Cuisinier de formation, Xavier Hamon prend un tournant radical et interroge son activité il y a plusieurs années. Après avoir quitté la restauration, il y est revenu. Sa pratique et son approche de la cuisine ont fondamentalement changé. Membre du mouvement slow food il travaille actuellement sur un projet de création d’une université sur les savoirs culinaires. Dans le cadre du parcours Breizh Cop – La Bretagne s’engage, il interviendra ce jeudi à 360 Possibles.
Pouvez-vous nous raconter votre parcours ?
Je viens d’une formation classique (école hôtelière à Dinard dans les années 80). Mon métier me plaisait beaucoup techniquement, ce qui se passait dans les cuisines moins. L’environnement humain ne m’épanouissait pas. J’observais des relations de domination/soumission qui ne sont pas intéressantes. J’ai donc quitté ce métier à la fin des années 90 pour, finalement, y revenir. L’idée était d’explorer autrement ce métier. J’ai rencontré le mouvement slow food qui proposait une approche systémique. J’ai pu mieux comprendre le rôle du cuisinier dans son environnement. Cette approche systémique implique bien plus qu’un geste technique ou qu’un produit, il s’agit également des modes de production qu’il y a derrière le produit, du producteur etc…
Vous êtes ancré dans un territoire, la Bretagne…
Oui et je me suis aperçu que la Bretagne ne connaissait pas son histoire gastronomique, ou l’avait oubliée voire n’en avait pas eu contrairement à d’autres régions. Dans les années 2000, il y avait beaucoup de concepts dans la restauration mais pas de recherche réelle. Mon premier travail a été de redécouvrir les richesses locales. J’ai découvert une agriculture autour des races locales, des savoir-faire anciens remis au goût du jour ou encore ce qui se passe autour de la pêche locale. J’ai mis 15 ans pour comprendre mon environnement et faire évoluer ma pratique de la cuisine.
J’ai dû mettre 15 ans pour comprendre mon environnement et faire évoluer ma pratique de la cuisine.

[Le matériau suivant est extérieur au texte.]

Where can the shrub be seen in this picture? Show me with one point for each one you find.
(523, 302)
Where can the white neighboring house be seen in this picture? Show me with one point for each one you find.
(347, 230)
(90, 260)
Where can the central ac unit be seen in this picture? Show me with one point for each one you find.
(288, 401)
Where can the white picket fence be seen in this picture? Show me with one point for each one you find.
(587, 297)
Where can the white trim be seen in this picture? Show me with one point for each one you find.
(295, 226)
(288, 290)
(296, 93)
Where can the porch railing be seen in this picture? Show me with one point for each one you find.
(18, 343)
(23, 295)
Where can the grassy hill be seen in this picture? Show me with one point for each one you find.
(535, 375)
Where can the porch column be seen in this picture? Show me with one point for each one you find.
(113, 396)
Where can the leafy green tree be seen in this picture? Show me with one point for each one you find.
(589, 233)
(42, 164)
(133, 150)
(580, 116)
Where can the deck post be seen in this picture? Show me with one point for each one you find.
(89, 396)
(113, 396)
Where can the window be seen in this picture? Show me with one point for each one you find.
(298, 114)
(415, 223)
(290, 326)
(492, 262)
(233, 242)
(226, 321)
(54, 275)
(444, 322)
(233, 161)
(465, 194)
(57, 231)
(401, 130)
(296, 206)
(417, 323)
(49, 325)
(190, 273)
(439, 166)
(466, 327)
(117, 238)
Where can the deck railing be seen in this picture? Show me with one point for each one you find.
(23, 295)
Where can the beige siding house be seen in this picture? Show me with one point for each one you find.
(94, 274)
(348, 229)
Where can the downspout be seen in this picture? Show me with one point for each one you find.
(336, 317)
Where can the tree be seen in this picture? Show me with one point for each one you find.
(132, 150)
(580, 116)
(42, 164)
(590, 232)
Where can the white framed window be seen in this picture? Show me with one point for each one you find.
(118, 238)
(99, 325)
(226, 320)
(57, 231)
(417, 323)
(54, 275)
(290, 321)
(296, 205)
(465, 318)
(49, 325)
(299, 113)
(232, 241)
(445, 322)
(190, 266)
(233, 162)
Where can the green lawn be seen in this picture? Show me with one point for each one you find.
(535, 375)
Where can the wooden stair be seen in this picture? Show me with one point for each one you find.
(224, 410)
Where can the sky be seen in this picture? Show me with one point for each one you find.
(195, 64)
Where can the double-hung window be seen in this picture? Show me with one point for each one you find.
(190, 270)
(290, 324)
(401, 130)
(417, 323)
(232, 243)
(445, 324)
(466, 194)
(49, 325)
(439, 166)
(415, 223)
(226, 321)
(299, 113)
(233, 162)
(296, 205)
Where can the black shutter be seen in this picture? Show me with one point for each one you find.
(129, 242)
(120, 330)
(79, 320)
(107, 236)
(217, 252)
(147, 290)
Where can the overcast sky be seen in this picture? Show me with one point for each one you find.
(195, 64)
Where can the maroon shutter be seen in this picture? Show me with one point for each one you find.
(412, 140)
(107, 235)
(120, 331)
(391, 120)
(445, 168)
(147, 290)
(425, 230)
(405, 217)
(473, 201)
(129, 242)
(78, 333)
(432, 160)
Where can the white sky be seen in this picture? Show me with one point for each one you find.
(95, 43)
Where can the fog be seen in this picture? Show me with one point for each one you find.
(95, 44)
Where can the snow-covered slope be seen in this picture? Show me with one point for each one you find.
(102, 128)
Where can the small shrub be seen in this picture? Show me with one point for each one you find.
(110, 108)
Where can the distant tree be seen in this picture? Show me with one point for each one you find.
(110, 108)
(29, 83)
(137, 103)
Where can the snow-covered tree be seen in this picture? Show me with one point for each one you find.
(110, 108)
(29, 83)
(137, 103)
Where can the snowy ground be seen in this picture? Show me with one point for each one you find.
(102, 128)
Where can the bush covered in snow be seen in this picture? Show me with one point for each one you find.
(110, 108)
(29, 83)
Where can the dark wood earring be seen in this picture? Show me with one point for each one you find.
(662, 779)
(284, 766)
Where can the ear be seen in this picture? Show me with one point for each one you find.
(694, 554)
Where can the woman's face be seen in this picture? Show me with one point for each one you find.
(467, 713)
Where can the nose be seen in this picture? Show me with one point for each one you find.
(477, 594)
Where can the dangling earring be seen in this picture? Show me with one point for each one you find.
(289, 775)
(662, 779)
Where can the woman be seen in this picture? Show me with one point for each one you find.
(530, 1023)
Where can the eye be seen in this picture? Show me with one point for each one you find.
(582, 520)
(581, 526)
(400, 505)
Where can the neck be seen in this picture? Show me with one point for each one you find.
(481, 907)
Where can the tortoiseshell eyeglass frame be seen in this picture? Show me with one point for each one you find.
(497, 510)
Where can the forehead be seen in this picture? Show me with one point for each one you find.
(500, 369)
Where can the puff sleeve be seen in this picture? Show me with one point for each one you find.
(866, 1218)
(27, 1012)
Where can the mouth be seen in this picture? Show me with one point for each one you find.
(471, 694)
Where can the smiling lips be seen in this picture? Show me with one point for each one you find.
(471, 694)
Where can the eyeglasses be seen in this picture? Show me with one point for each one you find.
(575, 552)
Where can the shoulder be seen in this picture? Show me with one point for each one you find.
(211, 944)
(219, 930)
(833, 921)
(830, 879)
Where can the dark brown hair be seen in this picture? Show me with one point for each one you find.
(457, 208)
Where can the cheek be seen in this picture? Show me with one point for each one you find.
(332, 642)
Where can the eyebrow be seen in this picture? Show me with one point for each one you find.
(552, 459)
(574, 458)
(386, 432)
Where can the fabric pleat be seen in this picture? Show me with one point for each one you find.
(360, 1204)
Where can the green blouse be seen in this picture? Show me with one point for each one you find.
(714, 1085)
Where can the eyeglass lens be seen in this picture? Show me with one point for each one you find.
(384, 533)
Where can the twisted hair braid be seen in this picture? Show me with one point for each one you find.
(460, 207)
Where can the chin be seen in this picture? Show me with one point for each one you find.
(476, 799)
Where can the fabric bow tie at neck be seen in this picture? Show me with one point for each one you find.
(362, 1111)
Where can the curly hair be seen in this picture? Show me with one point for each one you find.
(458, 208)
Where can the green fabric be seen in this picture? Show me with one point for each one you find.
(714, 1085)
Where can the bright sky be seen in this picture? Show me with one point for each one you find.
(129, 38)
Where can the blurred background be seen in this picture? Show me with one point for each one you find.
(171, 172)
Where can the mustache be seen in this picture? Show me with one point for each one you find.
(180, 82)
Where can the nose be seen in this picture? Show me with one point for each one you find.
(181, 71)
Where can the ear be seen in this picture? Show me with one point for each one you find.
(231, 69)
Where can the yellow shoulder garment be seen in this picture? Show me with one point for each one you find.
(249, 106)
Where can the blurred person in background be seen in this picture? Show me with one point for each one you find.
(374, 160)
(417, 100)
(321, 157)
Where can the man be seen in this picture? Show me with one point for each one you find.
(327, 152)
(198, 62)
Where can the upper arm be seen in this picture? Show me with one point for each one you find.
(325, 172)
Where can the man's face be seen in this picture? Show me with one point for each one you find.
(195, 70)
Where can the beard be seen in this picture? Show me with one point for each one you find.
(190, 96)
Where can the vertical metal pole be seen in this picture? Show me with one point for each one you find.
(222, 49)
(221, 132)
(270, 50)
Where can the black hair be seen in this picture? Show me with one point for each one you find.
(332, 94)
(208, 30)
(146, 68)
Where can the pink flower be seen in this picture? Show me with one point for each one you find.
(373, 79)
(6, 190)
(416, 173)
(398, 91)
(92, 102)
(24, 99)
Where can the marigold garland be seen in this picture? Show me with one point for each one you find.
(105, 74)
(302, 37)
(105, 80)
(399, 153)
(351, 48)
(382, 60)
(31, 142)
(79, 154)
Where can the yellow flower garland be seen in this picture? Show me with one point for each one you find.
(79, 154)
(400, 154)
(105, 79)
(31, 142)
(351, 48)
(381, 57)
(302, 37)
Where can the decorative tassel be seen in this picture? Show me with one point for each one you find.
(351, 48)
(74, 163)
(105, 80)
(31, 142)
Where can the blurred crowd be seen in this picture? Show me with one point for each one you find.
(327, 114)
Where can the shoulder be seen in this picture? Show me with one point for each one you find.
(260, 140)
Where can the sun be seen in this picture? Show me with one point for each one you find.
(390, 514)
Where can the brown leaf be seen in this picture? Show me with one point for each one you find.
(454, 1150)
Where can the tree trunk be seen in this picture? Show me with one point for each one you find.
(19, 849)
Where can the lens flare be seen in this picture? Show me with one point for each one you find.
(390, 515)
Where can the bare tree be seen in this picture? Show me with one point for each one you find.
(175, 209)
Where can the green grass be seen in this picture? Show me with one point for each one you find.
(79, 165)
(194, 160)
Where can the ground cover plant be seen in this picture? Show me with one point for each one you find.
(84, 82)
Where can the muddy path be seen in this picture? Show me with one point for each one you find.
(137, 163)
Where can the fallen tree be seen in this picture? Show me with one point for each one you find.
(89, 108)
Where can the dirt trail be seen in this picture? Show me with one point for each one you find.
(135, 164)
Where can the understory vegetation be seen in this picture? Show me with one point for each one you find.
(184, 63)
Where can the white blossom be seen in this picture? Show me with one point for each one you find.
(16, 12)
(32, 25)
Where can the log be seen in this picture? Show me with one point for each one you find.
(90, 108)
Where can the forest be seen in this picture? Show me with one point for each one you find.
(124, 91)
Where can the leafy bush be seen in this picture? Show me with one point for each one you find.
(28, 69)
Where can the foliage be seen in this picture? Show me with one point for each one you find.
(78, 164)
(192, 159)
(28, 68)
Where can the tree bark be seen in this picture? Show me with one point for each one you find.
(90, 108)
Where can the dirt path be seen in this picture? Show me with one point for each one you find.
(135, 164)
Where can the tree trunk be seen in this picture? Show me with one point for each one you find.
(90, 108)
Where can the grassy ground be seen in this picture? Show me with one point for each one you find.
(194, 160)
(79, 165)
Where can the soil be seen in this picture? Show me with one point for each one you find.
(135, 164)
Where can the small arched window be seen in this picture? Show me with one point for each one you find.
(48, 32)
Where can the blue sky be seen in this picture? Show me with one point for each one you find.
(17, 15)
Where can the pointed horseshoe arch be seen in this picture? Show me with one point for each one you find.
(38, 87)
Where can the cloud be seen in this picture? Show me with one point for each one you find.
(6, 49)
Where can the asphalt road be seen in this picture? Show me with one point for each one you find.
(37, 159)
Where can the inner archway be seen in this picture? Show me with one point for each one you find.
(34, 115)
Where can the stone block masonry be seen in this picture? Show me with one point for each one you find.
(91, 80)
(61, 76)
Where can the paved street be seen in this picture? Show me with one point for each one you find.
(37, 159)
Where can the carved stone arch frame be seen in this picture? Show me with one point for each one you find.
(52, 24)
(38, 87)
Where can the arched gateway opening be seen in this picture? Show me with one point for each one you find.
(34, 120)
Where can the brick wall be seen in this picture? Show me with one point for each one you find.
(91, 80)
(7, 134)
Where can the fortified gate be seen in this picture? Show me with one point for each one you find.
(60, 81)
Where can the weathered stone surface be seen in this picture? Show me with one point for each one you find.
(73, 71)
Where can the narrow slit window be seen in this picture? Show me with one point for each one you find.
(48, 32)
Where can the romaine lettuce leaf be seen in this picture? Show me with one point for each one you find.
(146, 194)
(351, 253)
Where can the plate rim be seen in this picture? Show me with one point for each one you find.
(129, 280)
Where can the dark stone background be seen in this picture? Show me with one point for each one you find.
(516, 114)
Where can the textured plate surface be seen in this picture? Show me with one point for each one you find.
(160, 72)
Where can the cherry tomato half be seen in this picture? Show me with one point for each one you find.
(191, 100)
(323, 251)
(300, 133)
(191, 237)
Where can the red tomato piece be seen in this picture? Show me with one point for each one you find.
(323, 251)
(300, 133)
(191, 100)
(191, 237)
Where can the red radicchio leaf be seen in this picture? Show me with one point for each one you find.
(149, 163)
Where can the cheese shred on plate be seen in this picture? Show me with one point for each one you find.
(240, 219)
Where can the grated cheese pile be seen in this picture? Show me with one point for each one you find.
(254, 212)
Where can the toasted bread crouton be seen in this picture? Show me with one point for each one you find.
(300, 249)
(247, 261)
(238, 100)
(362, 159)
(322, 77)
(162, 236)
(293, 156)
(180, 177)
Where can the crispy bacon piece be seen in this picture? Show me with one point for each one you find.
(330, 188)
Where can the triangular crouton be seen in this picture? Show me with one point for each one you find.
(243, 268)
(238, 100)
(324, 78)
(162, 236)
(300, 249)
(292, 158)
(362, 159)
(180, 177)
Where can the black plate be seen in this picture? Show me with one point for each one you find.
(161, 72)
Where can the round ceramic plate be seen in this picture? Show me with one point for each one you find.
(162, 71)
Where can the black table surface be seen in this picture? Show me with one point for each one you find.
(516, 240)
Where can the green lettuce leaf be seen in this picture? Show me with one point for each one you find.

Le bien manger est-il accessible à tous ?
Le bien manger c’est possible, ça existe mais ça a un prix. La question que slow food pose : qui est-ce qui veut payer ? Est-ce que c’est une élite économique qui a les moyens de s’offrir ce bien-manger ? Ou st-ce qu’on pense qu’il faut trouver d’autres façons de financer cette alimentation pour la rendre accessible à tous ? Mais il ne s’agit pas que du coût. Il y a aussi toute la question de se remettre à manger, se réapproprier son propre temps, de se réinterroger son rapport à l’alimentation.
Rappellez-nous la définition de la slow food, mouvement dans lequel s’inscrit votre action…
C’est un mouvement international qui propose une vision systémique de l’alimentation. On va aborder tous les paramètres qui rentrent en compte, cela va de l’agriculture en passant par la santé et l’économie, la culture et la sociologie, l’ethnologie, l’anthropologie etc…Tout cela permet de sortir du simple débat « pour ou contre » mais bien de comprendre comment la société évolue.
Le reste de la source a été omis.